Publicly listed Indonesian mobile network operator PT XL Axiata (previously known as Excelcomindo) intends to pay off part of its debt in 1Q15 by using a portion of the IDR5.6 trillion (USD441.1 million) it raised through the sale of 3,500 towers to PT Solusi Tunas Pratama last year. According to the Jakarta Post, XL Axiata’s head of investor relations, Feiruz Ikhwan, said that XL would use ‘more than half of the proceeds to pay our debts’ due this year, which amount to ‘almost IDR5 trillion’, of which IDR400 billion matures in the first quarter of this year. According to Feiruz, the cellco’s total debts peaked at IDR30.4 trillion as of 30 September 2014, with the net debt to earnings before interest, taxes, depreciation and amortisation (EBITDA) ratio hitting 3.2. ‘We want to improve our net debt to EBITDA ratio to 2.5,’ Feiruz said, adding that achieving this goal is highly dependent on the firm’s performance in a competitive environment. Like its rivals, XL Axiata is susceptible to currency volatility, while an ongoing price war over mobile internet services has increased the operator’s surging operational costs.

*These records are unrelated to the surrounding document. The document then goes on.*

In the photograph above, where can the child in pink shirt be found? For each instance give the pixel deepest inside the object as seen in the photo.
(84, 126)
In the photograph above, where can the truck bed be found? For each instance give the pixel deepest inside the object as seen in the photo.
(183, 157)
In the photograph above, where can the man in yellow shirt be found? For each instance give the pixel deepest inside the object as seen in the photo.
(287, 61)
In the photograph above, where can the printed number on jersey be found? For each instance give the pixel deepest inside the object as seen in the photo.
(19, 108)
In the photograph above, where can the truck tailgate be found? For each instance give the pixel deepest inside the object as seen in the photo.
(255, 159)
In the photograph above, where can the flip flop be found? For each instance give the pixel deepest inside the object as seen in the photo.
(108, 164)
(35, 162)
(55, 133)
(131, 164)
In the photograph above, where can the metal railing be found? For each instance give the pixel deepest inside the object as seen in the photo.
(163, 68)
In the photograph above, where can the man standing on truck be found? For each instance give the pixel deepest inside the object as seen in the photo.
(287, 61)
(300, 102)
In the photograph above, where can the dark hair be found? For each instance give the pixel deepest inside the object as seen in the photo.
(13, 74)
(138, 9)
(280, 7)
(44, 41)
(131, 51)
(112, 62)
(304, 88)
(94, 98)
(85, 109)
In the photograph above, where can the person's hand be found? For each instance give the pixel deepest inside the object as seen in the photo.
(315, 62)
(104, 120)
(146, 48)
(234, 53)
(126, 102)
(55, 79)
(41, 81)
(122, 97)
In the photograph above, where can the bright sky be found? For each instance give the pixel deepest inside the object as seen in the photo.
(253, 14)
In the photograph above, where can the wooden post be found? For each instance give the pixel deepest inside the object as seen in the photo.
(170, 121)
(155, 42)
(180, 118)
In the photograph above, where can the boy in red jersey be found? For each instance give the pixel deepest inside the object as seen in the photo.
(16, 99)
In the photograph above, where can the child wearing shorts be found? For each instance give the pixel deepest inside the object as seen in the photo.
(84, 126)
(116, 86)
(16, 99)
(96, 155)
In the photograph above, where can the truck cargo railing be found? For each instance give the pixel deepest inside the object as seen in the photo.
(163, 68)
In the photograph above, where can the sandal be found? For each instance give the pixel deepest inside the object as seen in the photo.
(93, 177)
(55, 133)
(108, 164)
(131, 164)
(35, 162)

XL Axiata’s net losses for the nine months to 30 September 2014 climbed to IDR901.2 billion, compared to a net profit of IDR917 billion in 9M13, as rising costs and the continuing fall in the local currency (rupiah) bit into its bottom line. Further, the company’s financial report confirmed that its January-September net loss climbed sharply from the losses of IDR482.5 billion reported in the first six months of this year, with CEO Hasnul Suhaimi noting: ‘Our profits were very much affected by currency volatility, which was out of our control.’ The rupiah continued to decline against the US dollar in the third quarter, exacerbating XL Axiata’s foreign exchange losses to IDR935.5 billion from IDR419.4 billion. Meanwhile, EBITDA declined by 1% year-on-year to IDR6.3 trillion while EBITDA margin stood at 36%, down four percentage points from 9M13, largely due to the full impact from negative EBITDA that XL has incurred since it completed the acquisition of PT Axis Telekom on 19 March 2014. In order to mitigate the decline, XL says it has continued its effort to turn round Axis’ negative performance.

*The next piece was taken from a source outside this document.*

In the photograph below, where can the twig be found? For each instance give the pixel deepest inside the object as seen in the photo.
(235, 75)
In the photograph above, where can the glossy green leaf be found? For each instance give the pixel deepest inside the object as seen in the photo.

Although XL managed to pay off IDR1 trillion of its total debt in the fourth quarter of 2014, it is still working to integrate Axis, and this is also eating into the bottom line. Dian Siswarini, XL’s incoming deputy CEO, is on record as saying that in order to improve performance the company is looking to reduce costs as much as possible, rather than considering any increase in data fees. ‘We can do a number of things to become more efficient; for example, sharing infrastructure and increasing data traffic,’ she said. Around 51% of XL’s 62.9 million mobile subscribers are data users. XL is also boosting its digital services platforms, including e-commerce, digital payment and internet of things (IoT) businesses. The carrier’s e-commerce platform, known as Elevenia, had signed up 750,000 subscribers as of 31 December 2014, with the firm anticipating a 400% increase in transactions and a five-fold rise in revenue in 2015. Elevenia, which is run via the group’s XL Planet unit, generated IDR2.6 billion in revenues as of Q3 2014, according to XL’s financial report.